The Effects of an Exercise Regimen Following TMJ Arthrocentesis

Completed

• Conditions: Temporomandibular Joint Disorders

• Registration Number: NCT06756412
• Lead Sponsor: Tokat Gaziosmanpasa University

Brief Summary

The goal of this study is to evaluate the short- and long-term effects of a self-administered exercise program on pain levels, jaw movement range, and jaw function in patients with temporomandibular joint (TMJ) disorders. The main question it aims to answer is:

Does adding a self-administered exercise program to arthrocentesis improve pain, mouth opening, and jaw function compared to arthrocentesis alone in patients with TMJ disorders?

Participants with acute or chronic TMJ pain lasting at least three months and limited mouth opening will undergo arthrocentesis, with one group also following an exercise regimen.

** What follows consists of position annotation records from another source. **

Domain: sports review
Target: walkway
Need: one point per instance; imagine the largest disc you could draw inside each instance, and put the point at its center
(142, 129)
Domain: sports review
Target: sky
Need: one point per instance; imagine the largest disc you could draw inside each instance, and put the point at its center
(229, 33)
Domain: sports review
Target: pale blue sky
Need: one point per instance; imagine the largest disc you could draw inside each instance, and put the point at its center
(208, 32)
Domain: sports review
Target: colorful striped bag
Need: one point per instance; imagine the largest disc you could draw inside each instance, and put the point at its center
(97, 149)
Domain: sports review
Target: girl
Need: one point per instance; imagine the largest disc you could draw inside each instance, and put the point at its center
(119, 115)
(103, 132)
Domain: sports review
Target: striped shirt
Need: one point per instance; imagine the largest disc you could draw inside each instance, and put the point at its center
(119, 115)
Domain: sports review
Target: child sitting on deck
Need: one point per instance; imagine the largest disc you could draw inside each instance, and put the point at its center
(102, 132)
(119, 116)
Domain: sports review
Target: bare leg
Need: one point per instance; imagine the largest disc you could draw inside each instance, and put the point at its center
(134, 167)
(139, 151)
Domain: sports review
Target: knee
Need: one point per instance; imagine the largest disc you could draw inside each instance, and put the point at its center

Outcomes will be assessed over a 6-month follow-up period.

Detailed Description

Not available

Study Timeline

• Study Start: 2023-06-08
• Primary Completion: 2024-01-15
• Study Completion: 2024-07-16
• Status Verified: 2024-12
• Study First Submitted: 2024-12-25
• Study First Submitted QC: 2024-12-25
• Last Update Submitted: 2024-12-25
• Study First Posted: 2025-01-03
• Last Update Posted: 2025-01-03

Recruitment & Eligibility

• Status: COMPLETED
• Sex: All
• Target Recruitment: 36

Inclusion Criteria

• Limited mouth opening (<35mm) and joint pain complaints according to the DC/TMD examination form,
• Pain complaints for 3 months or longer,
• Able to understand Turkish in spoken and written language,
• Patients who can read the written consent form and give signed consent will be included in the study.

Exclusion Criteria

• Those with serious neurological disorders,
• Those with autoimmune disorders involving muscles or joints,
• Those with a history of alcoholism,
• Patients diagnosed with malignancy,
• Patients who have previously undergone surgery or radiotherapy in the head and neck region,
• Those with other TMD diagnoses that do not cause restriction or pain in mouth opening,
• Those who have received other treatments for the neck or TMJ regions in the last 3 months,
• Those with a history of surgical treatment for the temporomandibular joint,
• Those with a history of allergy to any of the agents used in the treatment process,
• Those who use drugs that affect the musculoskeletal system, and
• Pregnant patients will not be included in the study.

Study & Design

• Study Type: OBSERVATIONAL
• Study Design: Not specified

Primary Outcome Measures

Name	Time	Method
Maximum Amount of Mouth Opening	Measurements will be conducted at five time points, from enrollment through the 6-month follow-up period: (1) pre-arthrocentesis, (2) postoperative 1st week, (3) postoperative 1st month, (4) postoperative 3rd month, and (5) postoperative 6th month.	For mouth opening measurement, the distance between the incisal edges of the lower and upper first incisors will be measured using a digital caliper and will be recorded in millimeters at the end of each examination. In patients with missing teeth, the teeth on the left side will be used for the measurement. In order to determine the amount of movement of the lower jaw in the lateral direction, patients will be asked to shift their lower jaws to the right and left. The amount of displacement of the midline of the lower jaw teeth relative to the midline of the upper jaw teeth will be measured with a digital caliper. The distances obtained will be recorded in millimeters at the end of each examination.
Pain Intensity	Measurements will be conducted at five time points, from enrollment through the 6-month follow-up period: (1) pre-arthrocentesis, (2) postoperative 1st week, (3) postoperative 1st month, (4) postoperative 3rd month, and (5) postoperative 6th month.	A visual analog scale (VAS) will be used to measure pain intensity. The scale consists of a 10-centimeter straight line, with '0' at the starting point indicating no pain and '10' at the endpoint representing the highest pain level tolerable. During each examination session, individuals will mark the point on the line that corresponds to their pain intensity. The distance from the '0' point to the marked position will be measured in centimeters, with greater distances indicating higher pain intensity.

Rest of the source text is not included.